Dans l'album Le Domaine des Dieux de Goscinny et Uderzo, une scène savoureuse met en scène des esclaves romains fraîchement affranchis. Leur joie éclate — ils sont libres ! Puis vient la douche froide : désormais, ils doivent payer leur logement, leur nourriture, leurs vêtements. L'un d'eux résume la situation : finalement, c'était peut-être mieux avant.
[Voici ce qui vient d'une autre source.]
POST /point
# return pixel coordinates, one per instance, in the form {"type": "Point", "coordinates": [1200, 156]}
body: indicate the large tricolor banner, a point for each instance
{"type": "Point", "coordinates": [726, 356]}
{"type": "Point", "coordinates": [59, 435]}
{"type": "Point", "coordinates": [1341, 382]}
On rit. Puis on range la BD.
Mais les chiffres, eux, ne se rangent pas aussi facilement. En France, un salarié au revenu médian — 2 100 euros nets par mois — travaille plus de la moitié de l'année avant de commencer à gagner de l'argent pour lui-même. Sur 100 euros de coût employeur, il en touche entre 33 et 38 dans sa poche après impôts. Et une fois le loyer, les factures, la mutuelle et l'alimentation payés, il lui reste environ 430 euros par mois de « liberté » financière. Soit 14 euros par jour.
La blague d'Astérix décrirait-elle, avec cinquante ans d'avance, une réalité que les données confirment ?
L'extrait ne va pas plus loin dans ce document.